Wayanad calls for inter-govt co-ordinationtext_fields
Wayanad is once against caught in turmoil with the anxiety that the blanket traffic ban through Bandipur forest will close the doors of smooth travel and thereby the livelihood of people. Over a week, Sultan Bathery area has been in the thick of strikes and protest. The agitation launched to restore transport through National Highway 766, is intensifying with the people of Malabar and also of Tamil and Karnataka that share the border with Wayanad.
What sparked the flame of the strike was the interventions of Supreme Court during the hearing of the case file against the ban on night traffic. The Supreme Court sought the opinion of the parties, including the central and state governments, about imposing the ban of daytime traffic also. In addition the court also asked for a report from the central Ministry of Environment about elevating the Manantavady-Kutta-Gonickoppal road to national highway status. With this, the apprehension about a total ban being imposed on travel along NH 766 thickened and it pushed the entire people cutting across political parties to the path of agitation.
The ban on night traffic through the Bandipur forest area was slapped by the then district collector of Chamarajanagar, Karnataka on 14 June 2009, on the grounds that vehicular traffic through that patch would endanger the unhindered movement and lives of wild animals. That triggered huge protests in Kerala which led to the state government intervening in the matter and getting Karnataka state government to have the order withdrawn. But later, following petitions raised by environmental organizations, Karnataka high court ratified the action of the collector and reinstated the ban on night travel. Now in the case filed against this in Supreme Court, there have been contradictions between the stances of central environment ministry and forest department; and Karnataka government has been observing neutrality on the issue.
Kerala has also been facing flak for failing to convince the court of the feelings of the people. It is admist such criticisms that the court intervenes in a way that gives credence to the concern that the judgement may be a jolt to Kerala. Although the chief minister has, in due recognition of the urgent importance of the matter, talked with the central environment ministry, the signals emanating about central response do not raise hopes about a permanent solution. Wayanad's MP Rahul Gandhi has also entered the scene batting for free travel. However, in order to clinch a deal, both ministries of the central and the states of Kerala and Karnataka should jointly take a position before the Supreme Court. The government of Kerala and the various political parties of the state should be ready to take the initiative for such a collective stance.

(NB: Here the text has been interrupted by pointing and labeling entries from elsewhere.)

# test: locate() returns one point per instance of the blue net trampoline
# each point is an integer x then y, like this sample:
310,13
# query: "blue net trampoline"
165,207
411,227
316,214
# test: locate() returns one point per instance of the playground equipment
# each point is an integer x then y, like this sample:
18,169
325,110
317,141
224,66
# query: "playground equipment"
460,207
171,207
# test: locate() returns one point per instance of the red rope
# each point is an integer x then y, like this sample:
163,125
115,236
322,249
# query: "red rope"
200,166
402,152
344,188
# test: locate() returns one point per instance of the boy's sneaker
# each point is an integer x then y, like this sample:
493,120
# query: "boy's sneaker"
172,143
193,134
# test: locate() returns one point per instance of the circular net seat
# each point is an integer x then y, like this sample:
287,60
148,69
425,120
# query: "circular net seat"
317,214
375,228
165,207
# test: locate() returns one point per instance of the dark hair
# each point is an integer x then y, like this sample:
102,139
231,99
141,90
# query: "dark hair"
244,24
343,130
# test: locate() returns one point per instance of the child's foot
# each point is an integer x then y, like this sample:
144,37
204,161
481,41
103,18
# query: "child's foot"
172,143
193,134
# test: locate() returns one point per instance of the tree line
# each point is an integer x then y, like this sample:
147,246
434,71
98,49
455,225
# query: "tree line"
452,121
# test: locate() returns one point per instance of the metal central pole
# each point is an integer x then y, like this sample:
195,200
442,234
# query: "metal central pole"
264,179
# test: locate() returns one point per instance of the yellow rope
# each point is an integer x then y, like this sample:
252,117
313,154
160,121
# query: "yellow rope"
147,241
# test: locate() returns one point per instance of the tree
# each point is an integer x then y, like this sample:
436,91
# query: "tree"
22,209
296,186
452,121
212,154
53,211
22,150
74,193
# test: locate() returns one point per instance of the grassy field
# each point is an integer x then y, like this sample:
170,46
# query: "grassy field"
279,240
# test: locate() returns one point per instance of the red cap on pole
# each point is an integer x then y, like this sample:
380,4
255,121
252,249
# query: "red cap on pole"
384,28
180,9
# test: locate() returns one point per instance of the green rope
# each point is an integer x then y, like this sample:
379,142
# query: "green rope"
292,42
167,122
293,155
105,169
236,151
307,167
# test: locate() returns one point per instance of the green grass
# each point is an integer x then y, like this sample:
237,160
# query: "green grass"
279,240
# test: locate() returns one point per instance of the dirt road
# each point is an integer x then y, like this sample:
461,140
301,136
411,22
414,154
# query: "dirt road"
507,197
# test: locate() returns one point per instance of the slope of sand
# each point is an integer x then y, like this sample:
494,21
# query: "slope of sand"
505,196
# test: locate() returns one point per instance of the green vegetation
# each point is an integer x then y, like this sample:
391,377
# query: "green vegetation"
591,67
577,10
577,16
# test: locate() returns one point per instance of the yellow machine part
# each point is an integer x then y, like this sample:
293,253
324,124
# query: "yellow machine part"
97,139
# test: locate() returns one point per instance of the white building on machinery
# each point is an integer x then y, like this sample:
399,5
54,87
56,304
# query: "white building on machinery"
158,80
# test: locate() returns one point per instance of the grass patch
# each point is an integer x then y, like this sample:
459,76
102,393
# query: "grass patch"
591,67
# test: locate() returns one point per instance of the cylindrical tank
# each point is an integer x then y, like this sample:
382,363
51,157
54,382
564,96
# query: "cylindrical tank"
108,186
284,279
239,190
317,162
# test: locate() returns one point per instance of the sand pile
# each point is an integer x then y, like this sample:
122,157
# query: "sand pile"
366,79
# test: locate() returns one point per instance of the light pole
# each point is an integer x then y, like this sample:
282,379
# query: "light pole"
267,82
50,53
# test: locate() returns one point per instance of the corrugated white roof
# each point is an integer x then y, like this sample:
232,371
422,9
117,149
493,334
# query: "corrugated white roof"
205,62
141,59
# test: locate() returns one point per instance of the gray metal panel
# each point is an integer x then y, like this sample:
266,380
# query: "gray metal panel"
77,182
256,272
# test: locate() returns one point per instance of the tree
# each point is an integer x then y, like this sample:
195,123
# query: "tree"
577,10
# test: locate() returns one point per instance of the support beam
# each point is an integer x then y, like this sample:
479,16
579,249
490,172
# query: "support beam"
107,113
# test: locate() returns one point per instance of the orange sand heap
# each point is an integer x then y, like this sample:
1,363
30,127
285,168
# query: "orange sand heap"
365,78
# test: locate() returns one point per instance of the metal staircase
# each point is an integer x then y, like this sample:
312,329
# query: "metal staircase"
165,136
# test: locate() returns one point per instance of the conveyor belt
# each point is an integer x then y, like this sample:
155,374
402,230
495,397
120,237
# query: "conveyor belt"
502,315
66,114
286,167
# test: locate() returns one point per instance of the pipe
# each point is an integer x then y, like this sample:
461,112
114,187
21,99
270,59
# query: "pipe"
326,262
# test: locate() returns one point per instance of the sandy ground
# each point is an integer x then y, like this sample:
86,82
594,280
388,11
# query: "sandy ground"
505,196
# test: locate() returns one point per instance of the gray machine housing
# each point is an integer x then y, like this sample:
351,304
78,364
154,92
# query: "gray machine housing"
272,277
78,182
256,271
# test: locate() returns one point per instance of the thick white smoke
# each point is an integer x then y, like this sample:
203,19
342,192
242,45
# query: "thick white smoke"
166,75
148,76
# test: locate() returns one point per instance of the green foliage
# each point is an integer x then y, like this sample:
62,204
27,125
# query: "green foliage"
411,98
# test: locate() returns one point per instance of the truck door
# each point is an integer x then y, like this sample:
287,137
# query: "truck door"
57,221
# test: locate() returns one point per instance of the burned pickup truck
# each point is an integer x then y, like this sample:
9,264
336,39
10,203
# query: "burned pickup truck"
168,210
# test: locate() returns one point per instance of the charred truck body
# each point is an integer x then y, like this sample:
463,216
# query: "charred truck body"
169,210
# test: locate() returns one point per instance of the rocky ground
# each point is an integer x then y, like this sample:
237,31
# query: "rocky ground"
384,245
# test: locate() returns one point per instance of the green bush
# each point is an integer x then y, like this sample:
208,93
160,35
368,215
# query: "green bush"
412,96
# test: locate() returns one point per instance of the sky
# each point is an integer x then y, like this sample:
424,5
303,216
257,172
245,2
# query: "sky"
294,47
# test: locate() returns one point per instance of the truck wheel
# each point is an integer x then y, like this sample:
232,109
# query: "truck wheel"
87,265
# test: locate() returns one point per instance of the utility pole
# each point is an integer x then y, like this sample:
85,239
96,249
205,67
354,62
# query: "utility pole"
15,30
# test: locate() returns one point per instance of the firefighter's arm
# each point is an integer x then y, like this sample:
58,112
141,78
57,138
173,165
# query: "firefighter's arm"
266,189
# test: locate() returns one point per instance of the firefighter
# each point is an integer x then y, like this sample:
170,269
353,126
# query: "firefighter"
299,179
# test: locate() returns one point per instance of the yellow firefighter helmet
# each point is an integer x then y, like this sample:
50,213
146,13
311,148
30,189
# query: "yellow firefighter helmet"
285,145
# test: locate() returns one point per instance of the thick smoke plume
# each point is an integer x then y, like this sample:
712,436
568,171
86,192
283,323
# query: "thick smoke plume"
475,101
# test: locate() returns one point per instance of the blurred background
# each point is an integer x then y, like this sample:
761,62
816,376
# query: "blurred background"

In the contradiction of stances on resolving the traffic from Wayanad to Mysuru between governments, the loser is the rights of the people of Wayanad. Kerala chief minister has already made it clear to the central environment ministry that the proposed Kutta-Gundlupet route is not a solution. For, even that route passes through Bandipur. If the Supreme Court ratifies the current ban, it will be applicable to that alternate track as well. The flyover bridge proposal put forward by the surface transport secretary YS Malik has already been dismissed by minister Nitin Gadkari.

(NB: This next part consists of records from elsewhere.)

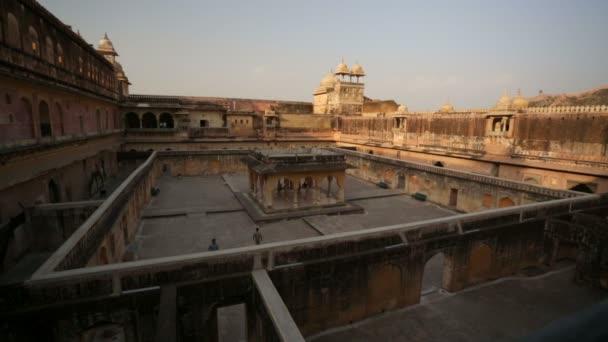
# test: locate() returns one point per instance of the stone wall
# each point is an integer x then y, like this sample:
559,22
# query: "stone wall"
305,122
459,190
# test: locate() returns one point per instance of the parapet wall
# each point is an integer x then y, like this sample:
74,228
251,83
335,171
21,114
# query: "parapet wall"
460,190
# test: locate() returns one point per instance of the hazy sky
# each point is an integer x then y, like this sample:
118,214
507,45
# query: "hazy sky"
417,53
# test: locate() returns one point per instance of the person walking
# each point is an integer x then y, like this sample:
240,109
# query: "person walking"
213,246
257,236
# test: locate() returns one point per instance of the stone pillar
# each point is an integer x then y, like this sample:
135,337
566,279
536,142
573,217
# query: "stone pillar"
251,182
295,194
340,181
260,188
316,195
268,183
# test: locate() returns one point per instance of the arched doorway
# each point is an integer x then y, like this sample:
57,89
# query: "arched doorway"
28,117
132,120
45,119
103,256
54,192
480,262
149,121
60,119
505,202
432,274
582,188
98,120
166,120
103,331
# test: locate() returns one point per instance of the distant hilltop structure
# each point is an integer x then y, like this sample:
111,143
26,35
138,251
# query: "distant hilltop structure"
593,97
341,91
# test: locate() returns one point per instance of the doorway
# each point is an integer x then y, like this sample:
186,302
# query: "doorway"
453,197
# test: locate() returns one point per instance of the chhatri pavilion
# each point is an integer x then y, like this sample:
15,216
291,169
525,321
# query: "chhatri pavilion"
296,178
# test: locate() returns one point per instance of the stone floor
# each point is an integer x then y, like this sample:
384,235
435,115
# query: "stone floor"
190,211
504,310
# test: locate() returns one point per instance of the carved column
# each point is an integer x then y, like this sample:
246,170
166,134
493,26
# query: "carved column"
295,194
268,184
340,182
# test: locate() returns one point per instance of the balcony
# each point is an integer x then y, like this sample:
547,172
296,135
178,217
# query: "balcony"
50,72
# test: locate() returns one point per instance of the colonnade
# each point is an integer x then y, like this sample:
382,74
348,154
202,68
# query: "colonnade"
263,187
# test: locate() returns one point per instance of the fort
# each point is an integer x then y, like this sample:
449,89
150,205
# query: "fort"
108,201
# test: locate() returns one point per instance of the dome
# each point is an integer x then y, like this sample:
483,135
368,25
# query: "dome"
329,80
520,102
504,102
105,44
342,69
446,108
357,70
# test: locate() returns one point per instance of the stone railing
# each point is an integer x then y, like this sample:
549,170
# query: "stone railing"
115,279
40,67
569,109
209,132
81,245
489,180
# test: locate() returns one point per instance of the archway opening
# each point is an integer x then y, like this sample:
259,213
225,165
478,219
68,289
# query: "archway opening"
132,120
54,192
166,120
480,262
505,202
98,120
60,119
45,120
28,117
103,331
232,323
432,276
103,256
149,121
582,188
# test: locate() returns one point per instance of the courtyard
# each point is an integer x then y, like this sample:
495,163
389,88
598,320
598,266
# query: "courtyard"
190,211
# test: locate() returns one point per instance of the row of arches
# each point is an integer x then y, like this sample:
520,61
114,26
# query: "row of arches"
25,119
52,52
149,120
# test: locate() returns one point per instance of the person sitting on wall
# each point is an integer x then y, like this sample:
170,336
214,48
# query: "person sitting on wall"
213,246
257,236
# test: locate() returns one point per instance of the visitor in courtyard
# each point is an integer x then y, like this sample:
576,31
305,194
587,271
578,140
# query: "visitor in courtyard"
213,246
257,236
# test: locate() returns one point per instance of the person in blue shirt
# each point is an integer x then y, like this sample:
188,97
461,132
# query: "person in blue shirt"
213,246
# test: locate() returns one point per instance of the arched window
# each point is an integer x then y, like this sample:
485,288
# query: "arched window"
50,50
54,192
149,121
28,117
98,120
33,42
45,119
166,120
13,33
59,55
132,120
60,119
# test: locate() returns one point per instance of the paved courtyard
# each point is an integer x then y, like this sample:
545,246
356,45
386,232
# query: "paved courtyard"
190,211
505,310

Therefore things have come to a situation in which for a resolution of jouorney from Mysuru to Wayanad, the central ministries of environment and surface transport , and the governments of Kerala and Karnataka should sit together without losing time. The issues among these parties have to be ironed out and a single answer arrived at as response to the enquiry of Supreme Court about alternate means. It appears that Karnataka government will shed its apathy only if it develops into a life and death issue of the people of Karnataka. But it is a fact that if all access to Wayanad is closed, the people thrown into a crisis will be the farmers of Gun dlupet and the border districts, and the traders in Mandhya and Mysuru. And it would not be easy for the people in Kerala-Karnataka border to avert the damage to their employment and development inflicted by the total traffic ban.
In summary, the crisis faced by Malabar and Wayanad region is that of a stalemate through loss of the vital transport corridor that used to take them with ease to Mysuru and Bengaluru which has existed for centuries. There is no doubt that the life of wild animals and the virginity of the forest region need to be protected. Then it becomes incumbent on the governments to contemplate on, and come up with alternate channels that also protect wild life and forest. A study is also essential on how unhindered travel is made possible in the forest region of different countries of the world, at the same time environmental restrictions are honoured. By spending a little extra, we should also be able to adopt for the 19 kilomters in Bandipur the transport methods in forest regions in such countries. All that is needed is a will and determination of governments – which the people of Malabar and of Karnataka's border demand. And most importantly, that should happen before the Supreme Court's hearing posted for 14 October.